3. Conversely, I have limited tools, and if I come across something that gives the DM no possibility of winning, I'll gladly dump it or just stop using it.

Simply put - it's no fun playing tic tac toe with anyone halfway competent.
 

As a player, I feel it's my role to surprise the DM. Exceed his expectations. Work with my fellow players to survive an encounter he expected to kill at least one character in, while staying true to the character. Stuff like that. It's not an "us vs. him" mentality, and I don't (well, try not to, perhaps I'm not an ideal judge of how well I succeed) compete with other players.

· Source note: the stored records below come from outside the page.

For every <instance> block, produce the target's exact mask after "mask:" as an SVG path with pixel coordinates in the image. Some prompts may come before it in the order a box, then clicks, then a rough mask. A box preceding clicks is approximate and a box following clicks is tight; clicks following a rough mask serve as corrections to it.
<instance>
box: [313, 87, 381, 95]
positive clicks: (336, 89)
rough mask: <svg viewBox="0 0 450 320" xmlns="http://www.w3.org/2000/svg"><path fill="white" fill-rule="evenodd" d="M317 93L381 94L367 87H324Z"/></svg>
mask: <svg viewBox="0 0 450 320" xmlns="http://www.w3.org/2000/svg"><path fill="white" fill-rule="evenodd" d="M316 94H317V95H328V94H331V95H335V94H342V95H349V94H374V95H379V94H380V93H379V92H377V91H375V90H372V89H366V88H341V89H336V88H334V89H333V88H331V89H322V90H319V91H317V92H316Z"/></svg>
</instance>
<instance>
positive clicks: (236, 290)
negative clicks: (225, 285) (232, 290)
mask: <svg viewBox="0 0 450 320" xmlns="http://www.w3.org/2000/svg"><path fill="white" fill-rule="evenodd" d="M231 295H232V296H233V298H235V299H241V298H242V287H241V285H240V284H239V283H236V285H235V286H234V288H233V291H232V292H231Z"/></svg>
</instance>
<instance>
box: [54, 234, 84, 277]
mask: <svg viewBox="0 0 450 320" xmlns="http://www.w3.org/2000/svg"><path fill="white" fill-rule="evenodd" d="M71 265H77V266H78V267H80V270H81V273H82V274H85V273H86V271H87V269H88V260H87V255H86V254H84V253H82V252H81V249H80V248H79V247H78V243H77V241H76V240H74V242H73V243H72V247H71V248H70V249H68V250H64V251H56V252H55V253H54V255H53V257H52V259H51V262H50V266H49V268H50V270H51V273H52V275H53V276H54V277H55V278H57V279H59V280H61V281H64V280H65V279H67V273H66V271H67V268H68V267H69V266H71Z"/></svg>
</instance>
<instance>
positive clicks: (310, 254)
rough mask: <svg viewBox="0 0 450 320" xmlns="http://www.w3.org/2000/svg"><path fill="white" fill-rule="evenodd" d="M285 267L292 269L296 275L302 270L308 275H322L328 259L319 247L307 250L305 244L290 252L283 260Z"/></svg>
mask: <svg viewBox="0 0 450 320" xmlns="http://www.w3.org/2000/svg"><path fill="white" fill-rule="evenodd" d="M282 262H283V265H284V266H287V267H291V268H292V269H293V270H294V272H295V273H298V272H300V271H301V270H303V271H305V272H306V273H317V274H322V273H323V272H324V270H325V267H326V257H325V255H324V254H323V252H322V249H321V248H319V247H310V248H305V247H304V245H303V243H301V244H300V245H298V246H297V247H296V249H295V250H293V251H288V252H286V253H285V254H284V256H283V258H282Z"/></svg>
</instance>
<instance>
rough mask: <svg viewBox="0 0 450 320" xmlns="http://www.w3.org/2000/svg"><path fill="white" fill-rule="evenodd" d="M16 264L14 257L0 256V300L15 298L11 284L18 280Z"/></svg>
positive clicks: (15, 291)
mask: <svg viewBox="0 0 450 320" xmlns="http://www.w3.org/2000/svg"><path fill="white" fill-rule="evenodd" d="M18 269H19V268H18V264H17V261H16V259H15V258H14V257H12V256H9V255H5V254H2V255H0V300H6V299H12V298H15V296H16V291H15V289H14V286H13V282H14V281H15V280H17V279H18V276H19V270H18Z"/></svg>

I don't think that's adversarial. My goal is to keep him on his toes and push the envelope, so he pushes us back (in a friendly way) with encounters that challenge us and create exciting story. And I'm pleased with the results as far as combat encounters go. Now my goal is to drive myself to similarly excel to rise to meet the challenge of getting deeper into character in the non-combat encounters.
 

It depends on what you mean by "challenge." I get awfully bored with being challenged to think tactically, usually because it slows the flow of the game and because it's not necessarily something my character thinks of in a given situation. I tend to "freeze up" during combat encounters anyway since the most intelligent thing my characters can usually do is not fight at all (IOW, run away). If I make a character who is a military commander or strategist, that might be different, but since I've yet to make such a character, I'd rather not bother with it.

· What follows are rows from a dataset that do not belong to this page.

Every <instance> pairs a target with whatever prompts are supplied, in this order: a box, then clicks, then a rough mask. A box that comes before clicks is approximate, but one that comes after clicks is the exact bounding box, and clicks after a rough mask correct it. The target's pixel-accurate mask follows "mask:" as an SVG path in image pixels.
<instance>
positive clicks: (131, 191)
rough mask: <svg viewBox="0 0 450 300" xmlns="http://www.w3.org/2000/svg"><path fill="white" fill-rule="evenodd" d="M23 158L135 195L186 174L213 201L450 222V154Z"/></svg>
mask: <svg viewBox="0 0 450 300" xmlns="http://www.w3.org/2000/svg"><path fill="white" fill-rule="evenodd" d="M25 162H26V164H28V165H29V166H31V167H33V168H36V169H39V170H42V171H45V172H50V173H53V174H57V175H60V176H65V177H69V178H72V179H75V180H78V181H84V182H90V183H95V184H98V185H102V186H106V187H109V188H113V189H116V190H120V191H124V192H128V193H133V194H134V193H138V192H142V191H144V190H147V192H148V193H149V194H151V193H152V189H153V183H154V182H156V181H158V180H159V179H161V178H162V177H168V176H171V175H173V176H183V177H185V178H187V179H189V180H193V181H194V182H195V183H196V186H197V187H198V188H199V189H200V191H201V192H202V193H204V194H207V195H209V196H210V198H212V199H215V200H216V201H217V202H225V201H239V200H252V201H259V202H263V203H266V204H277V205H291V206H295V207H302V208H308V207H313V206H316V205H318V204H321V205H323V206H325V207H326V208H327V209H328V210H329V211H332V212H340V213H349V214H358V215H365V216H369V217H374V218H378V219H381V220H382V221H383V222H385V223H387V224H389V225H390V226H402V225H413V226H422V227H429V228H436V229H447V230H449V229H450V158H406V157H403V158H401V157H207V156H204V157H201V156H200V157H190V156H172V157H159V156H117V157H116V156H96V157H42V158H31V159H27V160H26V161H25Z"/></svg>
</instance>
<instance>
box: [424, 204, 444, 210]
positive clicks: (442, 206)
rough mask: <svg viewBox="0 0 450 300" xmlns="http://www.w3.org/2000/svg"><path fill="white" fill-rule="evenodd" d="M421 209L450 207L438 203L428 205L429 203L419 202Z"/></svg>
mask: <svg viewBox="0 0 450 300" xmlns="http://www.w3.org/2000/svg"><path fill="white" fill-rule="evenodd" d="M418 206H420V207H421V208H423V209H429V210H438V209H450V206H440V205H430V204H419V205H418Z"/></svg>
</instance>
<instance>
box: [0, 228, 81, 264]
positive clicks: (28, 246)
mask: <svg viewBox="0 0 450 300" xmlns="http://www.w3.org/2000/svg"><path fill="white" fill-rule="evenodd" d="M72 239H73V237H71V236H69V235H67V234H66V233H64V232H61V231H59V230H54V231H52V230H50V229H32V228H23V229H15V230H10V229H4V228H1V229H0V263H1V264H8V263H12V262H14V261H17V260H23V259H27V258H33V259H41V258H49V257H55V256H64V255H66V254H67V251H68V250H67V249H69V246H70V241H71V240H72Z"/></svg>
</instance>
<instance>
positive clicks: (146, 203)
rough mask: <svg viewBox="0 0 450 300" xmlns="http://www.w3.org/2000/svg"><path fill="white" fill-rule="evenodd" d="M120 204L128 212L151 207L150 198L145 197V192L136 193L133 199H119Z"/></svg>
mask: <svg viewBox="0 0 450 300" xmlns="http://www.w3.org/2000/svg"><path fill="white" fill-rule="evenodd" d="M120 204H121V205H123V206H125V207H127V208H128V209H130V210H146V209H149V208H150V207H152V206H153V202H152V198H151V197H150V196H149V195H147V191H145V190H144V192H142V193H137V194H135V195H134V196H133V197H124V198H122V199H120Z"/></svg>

However, if you mean "challenge" as in making tough moral or personal decisions, that's another matter. Rather than detract from the flow of the game, it creates more tension and makes the conflict important in a way that simply threatening life and limb do not.
 

Afrodyte said:
It depends on what you mean by "challenge." I get awfully bored with being challenged to think tactically, usually because it slows the flow of the game and because it's not necessarily something my character thinks of in a given situation. I tend to "freeze up" during combat encounters anyway since the most intelligent thing my characters can usually do is not fight at all (IOW, run away). If I make a character who is a military commander or strategist, that might be different, but since I've yet to make such a character, I'd rather not bother with it.

However, if you mean "challenge" as in making tough moral or personal decisions, that's another matter. Rather than detract from the flow of the game, it creates more tension and makes the conflict important in a way that simply threatening life and limb do not.

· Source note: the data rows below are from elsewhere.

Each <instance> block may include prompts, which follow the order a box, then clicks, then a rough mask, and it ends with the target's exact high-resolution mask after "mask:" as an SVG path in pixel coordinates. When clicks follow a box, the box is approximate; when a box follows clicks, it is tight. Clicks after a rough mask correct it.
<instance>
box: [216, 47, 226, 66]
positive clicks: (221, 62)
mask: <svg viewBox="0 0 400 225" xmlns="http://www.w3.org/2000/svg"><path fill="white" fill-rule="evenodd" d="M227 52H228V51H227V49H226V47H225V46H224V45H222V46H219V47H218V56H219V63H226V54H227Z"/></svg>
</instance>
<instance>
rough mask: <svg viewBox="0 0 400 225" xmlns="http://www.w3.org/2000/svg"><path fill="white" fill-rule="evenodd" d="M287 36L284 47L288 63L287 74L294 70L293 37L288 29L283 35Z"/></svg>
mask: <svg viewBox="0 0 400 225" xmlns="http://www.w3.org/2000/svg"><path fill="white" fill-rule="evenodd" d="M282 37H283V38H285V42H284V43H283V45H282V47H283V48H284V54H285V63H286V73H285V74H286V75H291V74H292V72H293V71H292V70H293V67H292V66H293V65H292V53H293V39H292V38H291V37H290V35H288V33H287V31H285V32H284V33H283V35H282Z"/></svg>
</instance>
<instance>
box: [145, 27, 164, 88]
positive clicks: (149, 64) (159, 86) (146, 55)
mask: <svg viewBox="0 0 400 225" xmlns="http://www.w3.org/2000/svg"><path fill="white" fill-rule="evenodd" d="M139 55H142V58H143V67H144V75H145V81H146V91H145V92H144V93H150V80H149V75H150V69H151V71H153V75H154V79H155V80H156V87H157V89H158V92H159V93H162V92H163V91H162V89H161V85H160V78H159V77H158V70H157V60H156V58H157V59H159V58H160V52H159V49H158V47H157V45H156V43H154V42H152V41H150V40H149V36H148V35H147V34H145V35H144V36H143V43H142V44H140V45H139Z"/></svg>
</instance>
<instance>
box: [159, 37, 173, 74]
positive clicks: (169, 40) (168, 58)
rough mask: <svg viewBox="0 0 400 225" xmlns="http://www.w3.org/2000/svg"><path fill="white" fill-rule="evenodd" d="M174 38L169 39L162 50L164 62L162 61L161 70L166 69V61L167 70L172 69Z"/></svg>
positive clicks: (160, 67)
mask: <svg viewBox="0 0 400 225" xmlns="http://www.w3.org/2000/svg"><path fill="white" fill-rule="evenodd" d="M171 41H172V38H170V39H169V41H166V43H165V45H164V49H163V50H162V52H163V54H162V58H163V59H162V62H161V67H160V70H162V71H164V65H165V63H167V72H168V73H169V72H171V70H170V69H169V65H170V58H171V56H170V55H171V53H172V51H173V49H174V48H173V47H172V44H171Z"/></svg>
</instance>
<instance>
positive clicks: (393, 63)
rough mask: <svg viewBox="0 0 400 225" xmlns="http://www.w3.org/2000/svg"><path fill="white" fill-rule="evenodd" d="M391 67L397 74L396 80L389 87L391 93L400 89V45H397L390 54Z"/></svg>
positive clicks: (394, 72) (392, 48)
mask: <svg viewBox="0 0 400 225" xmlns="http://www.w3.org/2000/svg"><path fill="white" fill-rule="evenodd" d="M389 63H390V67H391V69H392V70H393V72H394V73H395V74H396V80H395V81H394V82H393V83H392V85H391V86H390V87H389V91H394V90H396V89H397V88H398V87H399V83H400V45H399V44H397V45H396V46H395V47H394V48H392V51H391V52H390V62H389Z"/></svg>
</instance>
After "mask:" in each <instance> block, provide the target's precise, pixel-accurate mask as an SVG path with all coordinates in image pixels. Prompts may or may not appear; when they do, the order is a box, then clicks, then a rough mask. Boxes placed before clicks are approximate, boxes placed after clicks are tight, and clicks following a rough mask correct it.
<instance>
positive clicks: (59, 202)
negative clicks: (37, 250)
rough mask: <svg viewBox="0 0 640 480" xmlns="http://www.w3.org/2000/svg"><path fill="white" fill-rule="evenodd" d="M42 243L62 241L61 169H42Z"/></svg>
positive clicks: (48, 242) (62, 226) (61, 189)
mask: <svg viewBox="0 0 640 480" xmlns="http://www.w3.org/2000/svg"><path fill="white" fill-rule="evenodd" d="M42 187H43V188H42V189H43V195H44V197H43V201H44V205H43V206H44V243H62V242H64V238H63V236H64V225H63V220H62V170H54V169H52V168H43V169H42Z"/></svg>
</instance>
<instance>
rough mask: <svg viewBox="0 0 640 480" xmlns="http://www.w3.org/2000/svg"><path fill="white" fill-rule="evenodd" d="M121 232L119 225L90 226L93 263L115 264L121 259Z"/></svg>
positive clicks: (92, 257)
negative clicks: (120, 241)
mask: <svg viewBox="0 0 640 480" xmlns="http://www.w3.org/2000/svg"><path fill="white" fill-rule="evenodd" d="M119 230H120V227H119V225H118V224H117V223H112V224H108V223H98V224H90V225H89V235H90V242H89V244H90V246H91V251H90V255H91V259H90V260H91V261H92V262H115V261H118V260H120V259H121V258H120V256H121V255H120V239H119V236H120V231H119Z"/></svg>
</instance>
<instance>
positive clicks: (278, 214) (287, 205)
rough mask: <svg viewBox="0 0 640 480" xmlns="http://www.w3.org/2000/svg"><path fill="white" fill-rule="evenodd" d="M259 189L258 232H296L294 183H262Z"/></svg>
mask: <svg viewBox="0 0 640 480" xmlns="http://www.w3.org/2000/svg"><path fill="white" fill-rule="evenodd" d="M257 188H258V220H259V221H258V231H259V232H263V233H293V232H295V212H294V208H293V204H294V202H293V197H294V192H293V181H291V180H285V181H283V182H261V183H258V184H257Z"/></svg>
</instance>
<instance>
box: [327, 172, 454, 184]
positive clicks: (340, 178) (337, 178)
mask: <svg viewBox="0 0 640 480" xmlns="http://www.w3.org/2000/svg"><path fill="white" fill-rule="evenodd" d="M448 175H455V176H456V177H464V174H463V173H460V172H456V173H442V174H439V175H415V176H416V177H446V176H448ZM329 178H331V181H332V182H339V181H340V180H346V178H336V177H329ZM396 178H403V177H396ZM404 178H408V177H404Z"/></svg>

Now, I think forcing the PC's to make tough moral or personal decisions is a good thing. That creates story. It is when the players are so divorced from their characters that there are no tough choices for them. Any choice becomes a simple one when you are not emotionally invested. This is a problem, I think. It becomes impossible to frighten the PC's or make them make emotional moral choices because they do not identify with their characters as anything other than a collection of stats, experience points and cool items.

DM
 

Saeviomagy said:
1. I want the DM to try to kill my pcs
2. I want him to use limited tools to do so, and give me a possibility of winning.
3. Conversely, I have limited tools, and if I come across something that gives the DM no possibility of winning, I'll gladly dump it or just stop using it.

Simply put - it's no fun playing tic tac toe with anyone halfway competent.

The Die Hard Effect.... Or to put it another way, you want to almost lose.

The Auld Grump
 

TheAuldGrump said:
The Die Hard Effect.... Or to put it another way, you want to almost lose.

The Auld Grump

Bingo. Frankly the best gaming sessions I've had are ones where we have, at one point or another, thought "Oh no! We're totally hosed!".

That doesn't necessarily mean combat either.